Ms McAlpine also welcomed the panel's judgement that the councillor had abused the complainer by referring to her as a TERF (which stands for ‘trans-exclusionary radical feminist’).
"I welcome the Commissioner's ruling that TERF is an insult," she said. "It is a sexist term used to silence women asking reasonable questions about the wisdom of allowing any male to declare himself legally female without safeguards, medical treatment or psychological assessment. It is not transphobic to ask these questions."
However in a statement responding to the Standards Commissioner's ruling, Gregor Murray pledged to take legal advice “as to what my next steps are, for when my health permits”.
The councillor said: “I am severely disappointed in the decision made today by the Standards Commission, which I believe to be a miscarriage of justice.

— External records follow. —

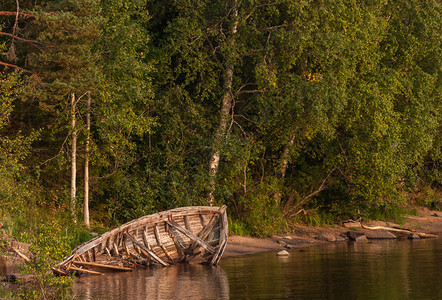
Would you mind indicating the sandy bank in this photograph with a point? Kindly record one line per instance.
(427, 221)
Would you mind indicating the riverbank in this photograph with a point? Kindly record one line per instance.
(426, 221)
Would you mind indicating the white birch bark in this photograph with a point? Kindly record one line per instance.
(226, 105)
(73, 158)
(86, 161)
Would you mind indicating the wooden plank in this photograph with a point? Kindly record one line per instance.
(177, 240)
(102, 266)
(70, 262)
(126, 249)
(203, 223)
(159, 243)
(93, 255)
(116, 249)
(145, 240)
(187, 224)
(223, 237)
(86, 271)
(151, 253)
(154, 218)
(191, 235)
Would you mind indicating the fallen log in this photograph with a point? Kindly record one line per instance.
(407, 231)
(101, 266)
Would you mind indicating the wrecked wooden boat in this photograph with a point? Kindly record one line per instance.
(165, 238)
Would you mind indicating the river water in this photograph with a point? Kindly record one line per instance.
(391, 269)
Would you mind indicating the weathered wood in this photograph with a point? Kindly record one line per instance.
(177, 240)
(191, 235)
(187, 224)
(203, 223)
(116, 249)
(20, 254)
(150, 252)
(102, 266)
(420, 234)
(223, 236)
(86, 271)
(87, 256)
(159, 243)
(145, 241)
(59, 272)
(70, 262)
(198, 227)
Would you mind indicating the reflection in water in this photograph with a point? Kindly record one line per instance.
(184, 281)
(366, 270)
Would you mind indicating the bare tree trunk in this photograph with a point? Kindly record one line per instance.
(226, 105)
(285, 155)
(73, 158)
(86, 161)
(284, 164)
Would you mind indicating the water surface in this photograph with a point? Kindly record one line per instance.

“I entirely accept that it is not appropriate for me to swear – I have apologised for this on numerous occasions, and have already accepted sanctions for doing so. I am also extremely worried by the precedent they have set that TERF is an offensive term.”
The councillor added: “The situation for trans people in Scotland right now is awful, and for a hearing to conclude that the victims here are the anti-trans campaigners flies in the face of all interpretations of justice and fairness. We have a problem in Scotland where trans people will not put themselves forward for elected positions. This decision today makes that situation worse.
“This complaint has been going on for over ten months now, and I am sad that this is not the end of it.”
An SNP spokesman said: “We’re sorry that Gregor feels this way, but cannot agree with the claims being made. The SNP has a proud record in advancing Scotland’s reputation as one of the most progressive countries in Europe in terms of lesbian, gay, bisexual, transgender and intersex equality.”